Chronique

Michel Arcens

Instants de jazz

Michel Arcens connaît la musique. Depuis longtemps. Et le jazz, qu’il aime vraiment. Il connaît aussi ses auteurs, dont l’incontournable (en la matière) Alain Gerber, qui lui a offert de bien belles pages sous forme de prologue poétique inédit, intitulé « Jazz silhouettes ».

Quelques fulgurances, des phrases justes sur l’amour que lui inspire le jazz - il s’en excuse presque dans son avant-propos. « Puisqu’il ne s’agit que de cela », de faire partager sa vision, qui n’est pas celle d’un musicologue, car ce livre n’est pas « l’affaire de spécialistes », même s’il faut avoir écouté beaucoup de disques, et depuis très longtemps, pour se forger une opinion, sculpter sa mémoire avec le temps.

Il est légitime, Michel Arcens, quand il s’en tient aux faits, aux dates qu’il donne avec la précision obsessionnelle des amateurs de jazz et des musiciens, « chevaliers de l’éphémère » comme disait Pascal Quignard. Quand il fait entendre la musique dans tous ses éclats, dans ses « instants de jazz » dédiés à Bix [1], Monk, Rollins, Clifford Brown… et aussi (sujet toujours aussi brûlant) ces « femmes du jazz » qui auraient pu être son avenir.
On comprend que Philippe Carles - dont on connaît la passion pour le « contrapuntiste » - ait retenu la « Lettre à Jimmy Giuffre », témoignage sincère d’admiration pour ce délicat musicien.

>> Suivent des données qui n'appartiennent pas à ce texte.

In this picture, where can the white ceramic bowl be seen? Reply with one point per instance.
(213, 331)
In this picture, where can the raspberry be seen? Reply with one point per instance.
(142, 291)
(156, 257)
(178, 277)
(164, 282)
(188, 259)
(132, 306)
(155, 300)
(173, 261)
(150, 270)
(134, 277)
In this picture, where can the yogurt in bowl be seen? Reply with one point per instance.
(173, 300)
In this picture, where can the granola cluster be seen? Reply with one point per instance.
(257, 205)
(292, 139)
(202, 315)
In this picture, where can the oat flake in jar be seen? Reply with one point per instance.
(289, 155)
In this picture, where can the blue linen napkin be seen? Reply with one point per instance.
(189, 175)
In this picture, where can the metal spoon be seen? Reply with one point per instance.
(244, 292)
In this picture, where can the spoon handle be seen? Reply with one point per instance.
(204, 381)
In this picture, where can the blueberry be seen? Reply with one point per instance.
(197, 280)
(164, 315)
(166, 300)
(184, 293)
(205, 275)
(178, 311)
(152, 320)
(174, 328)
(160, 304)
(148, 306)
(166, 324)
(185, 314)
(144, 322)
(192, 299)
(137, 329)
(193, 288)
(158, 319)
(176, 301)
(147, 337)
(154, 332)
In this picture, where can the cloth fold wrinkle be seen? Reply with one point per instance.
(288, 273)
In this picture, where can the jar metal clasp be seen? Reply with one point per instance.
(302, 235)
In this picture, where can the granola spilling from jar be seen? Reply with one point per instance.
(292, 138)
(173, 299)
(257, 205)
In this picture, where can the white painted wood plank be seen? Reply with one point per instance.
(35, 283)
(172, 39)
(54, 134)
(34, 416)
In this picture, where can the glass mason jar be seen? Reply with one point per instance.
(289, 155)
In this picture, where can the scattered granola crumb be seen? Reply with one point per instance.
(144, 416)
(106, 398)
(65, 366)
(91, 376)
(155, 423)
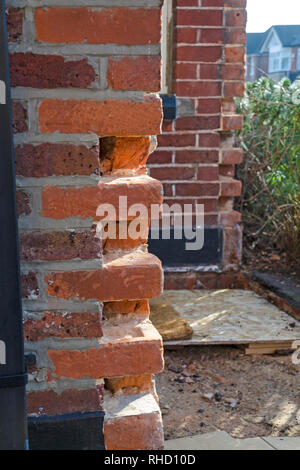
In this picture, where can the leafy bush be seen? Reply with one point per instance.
(270, 202)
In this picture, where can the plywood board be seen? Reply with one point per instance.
(231, 316)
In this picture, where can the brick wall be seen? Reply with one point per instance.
(196, 158)
(83, 121)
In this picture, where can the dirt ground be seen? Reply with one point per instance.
(205, 389)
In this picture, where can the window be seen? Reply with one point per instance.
(167, 46)
(280, 61)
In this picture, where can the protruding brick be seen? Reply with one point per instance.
(49, 71)
(14, 21)
(129, 384)
(19, 116)
(120, 153)
(134, 73)
(60, 203)
(105, 118)
(133, 423)
(56, 159)
(98, 26)
(137, 276)
(128, 350)
(62, 325)
(50, 403)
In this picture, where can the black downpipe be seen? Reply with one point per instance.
(12, 369)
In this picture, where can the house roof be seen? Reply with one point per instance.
(289, 36)
(254, 42)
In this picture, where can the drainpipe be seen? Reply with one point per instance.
(12, 368)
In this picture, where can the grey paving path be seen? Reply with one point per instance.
(223, 441)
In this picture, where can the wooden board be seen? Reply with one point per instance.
(232, 317)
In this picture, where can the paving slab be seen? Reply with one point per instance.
(231, 316)
(283, 443)
(213, 441)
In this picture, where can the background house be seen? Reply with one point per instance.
(275, 53)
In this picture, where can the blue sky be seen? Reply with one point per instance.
(264, 13)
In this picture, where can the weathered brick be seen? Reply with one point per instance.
(56, 159)
(129, 384)
(60, 203)
(30, 287)
(137, 276)
(105, 118)
(62, 325)
(126, 307)
(138, 350)
(49, 246)
(19, 116)
(50, 403)
(134, 73)
(120, 153)
(49, 71)
(14, 22)
(98, 26)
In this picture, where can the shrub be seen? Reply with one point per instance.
(270, 173)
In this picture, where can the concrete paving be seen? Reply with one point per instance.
(223, 441)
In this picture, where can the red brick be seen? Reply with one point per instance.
(196, 156)
(199, 53)
(19, 117)
(134, 432)
(160, 156)
(56, 159)
(14, 22)
(137, 276)
(232, 156)
(231, 188)
(98, 26)
(30, 287)
(197, 189)
(208, 173)
(209, 106)
(186, 71)
(138, 353)
(212, 36)
(200, 17)
(49, 403)
(123, 153)
(134, 73)
(186, 35)
(111, 117)
(126, 307)
(233, 89)
(60, 203)
(62, 325)
(49, 71)
(23, 203)
(198, 123)
(233, 122)
(173, 173)
(50, 246)
(209, 140)
(180, 140)
(198, 88)
(235, 17)
(235, 54)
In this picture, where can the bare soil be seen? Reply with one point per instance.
(205, 389)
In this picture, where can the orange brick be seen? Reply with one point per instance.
(124, 350)
(103, 26)
(135, 73)
(129, 384)
(105, 118)
(119, 153)
(60, 203)
(136, 276)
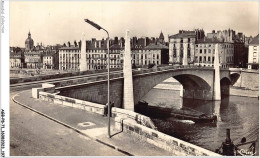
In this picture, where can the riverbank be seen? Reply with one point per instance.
(234, 91)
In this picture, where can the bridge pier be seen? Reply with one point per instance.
(128, 98)
(83, 61)
(217, 90)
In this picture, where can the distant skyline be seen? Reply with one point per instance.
(58, 22)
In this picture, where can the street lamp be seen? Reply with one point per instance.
(108, 71)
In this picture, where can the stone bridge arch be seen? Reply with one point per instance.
(197, 83)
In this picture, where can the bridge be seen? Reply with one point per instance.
(128, 87)
(197, 82)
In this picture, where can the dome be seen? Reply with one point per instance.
(29, 42)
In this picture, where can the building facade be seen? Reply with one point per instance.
(205, 52)
(69, 58)
(16, 58)
(142, 53)
(253, 54)
(32, 54)
(182, 46)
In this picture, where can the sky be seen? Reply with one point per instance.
(57, 22)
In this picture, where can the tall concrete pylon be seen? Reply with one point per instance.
(217, 90)
(83, 58)
(128, 98)
(185, 58)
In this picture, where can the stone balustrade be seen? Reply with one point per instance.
(140, 119)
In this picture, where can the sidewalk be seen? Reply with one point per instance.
(91, 125)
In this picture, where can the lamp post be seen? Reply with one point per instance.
(108, 71)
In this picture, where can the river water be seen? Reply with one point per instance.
(240, 114)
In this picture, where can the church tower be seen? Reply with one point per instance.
(29, 42)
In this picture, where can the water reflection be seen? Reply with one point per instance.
(240, 114)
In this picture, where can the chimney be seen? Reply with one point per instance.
(79, 44)
(75, 44)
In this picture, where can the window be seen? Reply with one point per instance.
(174, 52)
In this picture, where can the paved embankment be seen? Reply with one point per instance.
(90, 125)
(34, 135)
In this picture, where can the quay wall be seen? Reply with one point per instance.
(54, 76)
(127, 121)
(248, 80)
(159, 139)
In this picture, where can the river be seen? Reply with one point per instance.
(240, 114)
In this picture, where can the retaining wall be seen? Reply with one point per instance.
(161, 140)
(53, 76)
(140, 119)
(71, 102)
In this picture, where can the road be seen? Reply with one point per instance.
(34, 135)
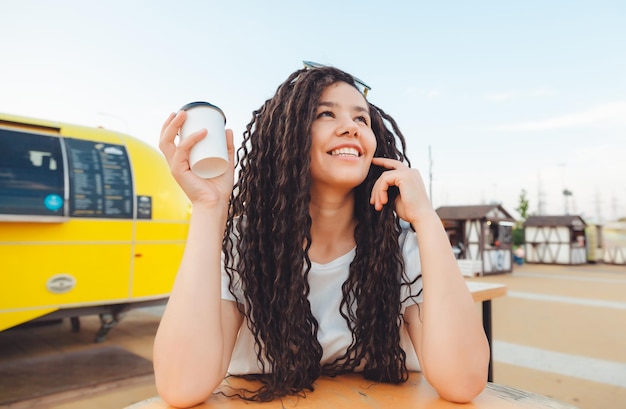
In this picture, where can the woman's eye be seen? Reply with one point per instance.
(325, 114)
(361, 119)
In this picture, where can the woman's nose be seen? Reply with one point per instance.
(348, 127)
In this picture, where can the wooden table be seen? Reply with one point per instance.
(485, 292)
(353, 391)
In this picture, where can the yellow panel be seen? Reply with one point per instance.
(156, 269)
(77, 230)
(101, 272)
(154, 231)
(11, 319)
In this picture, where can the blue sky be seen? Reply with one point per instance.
(507, 95)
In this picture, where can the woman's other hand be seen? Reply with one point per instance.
(412, 202)
(199, 190)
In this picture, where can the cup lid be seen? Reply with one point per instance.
(190, 105)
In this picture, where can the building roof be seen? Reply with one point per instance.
(491, 212)
(566, 220)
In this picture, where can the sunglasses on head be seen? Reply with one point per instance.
(363, 87)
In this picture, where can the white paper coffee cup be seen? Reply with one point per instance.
(209, 157)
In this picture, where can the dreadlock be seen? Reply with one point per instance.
(269, 215)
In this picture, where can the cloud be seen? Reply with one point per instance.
(612, 112)
(425, 93)
(505, 96)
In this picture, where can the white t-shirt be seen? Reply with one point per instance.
(325, 297)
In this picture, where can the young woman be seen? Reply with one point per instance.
(309, 265)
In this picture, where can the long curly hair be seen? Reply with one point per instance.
(269, 216)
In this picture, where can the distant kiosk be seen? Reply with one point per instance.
(481, 237)
(614, 241)
(555, 240)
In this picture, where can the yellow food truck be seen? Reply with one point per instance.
(91, 222)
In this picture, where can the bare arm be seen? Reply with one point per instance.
(445, 329)
(198, 330)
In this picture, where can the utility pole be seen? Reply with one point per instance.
(430, 175)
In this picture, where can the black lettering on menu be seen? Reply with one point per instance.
(100, 180)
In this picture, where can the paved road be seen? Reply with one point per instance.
(560, 332)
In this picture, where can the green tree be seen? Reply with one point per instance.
(522, 209)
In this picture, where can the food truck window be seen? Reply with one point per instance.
(100, 180)
(31, 174)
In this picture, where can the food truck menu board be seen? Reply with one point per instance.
(100, 180)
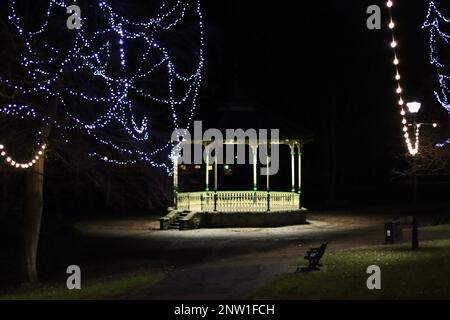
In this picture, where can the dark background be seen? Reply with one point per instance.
(313, 69)
(309, 68)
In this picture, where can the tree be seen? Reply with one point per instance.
(433, 159)
(101, 86)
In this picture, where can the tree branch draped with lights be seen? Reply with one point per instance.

Et comme lui, chaque lecteur devrait être sensible à des évocations, des enregistrements ou des concerts qui nous renvoient à nos émotions d’antan ; citons par exemple ce « Good Morning Heartache » du trio Paul Motian/Bill Frisell/Joe Lovano sur Sound of Love, enregistré du 7 au 10 juin 1995 au Village Vanguard pour la belle collection Winter&Winter qui n’est plus distribuée, hélas ! par Harmonia Mundi [2].

Car la grande force de ce recueil et de ces Portraits in jazz jamais cités à l’improviste, est de nous promener au fil les tours et détours de cette musique, dans ce « jardin aux sentiers qui bifurquent », ces lieux de passage, d’euphories et d’admirations.

Michel Arcens ose déclarer son inclination par envie de faire partager - un mal chronique ? - ce qui a traversé son horizon musical. Arrêt un instant sur ce qui passe. Il écrit ce que tout amoureux éclairé pourrait déclarer du fond du cœur. Avec parfois de l’emphase et des longueurs qu’on lui pardonne, car le lecteur reconnaît en lui un frère de son.

Alter Ego éditions
255 pages, 17€

par Sophie Chambon // Publié le 23 août 2010
P.-S. :


« Instants de jazz » recevra le prix Vendémiaire décerné par le jury des « Vendanges littéraires de Rivesaltes » les 2 et 3 octobre 2010. Les autres lauréats sont Christian Oster pour « Dans la cathédrale » (éditions de Minuit) et Charles Juliet pour son « Journal » (éditions POL).

Le site

[1Michel Arcens aurait pu citer l’excellente biographie, la plus complète à ce jour, sur ce météore, celle de Jean-Pierre Lion que même les Américains ont couronnée (éditions Outre mesure).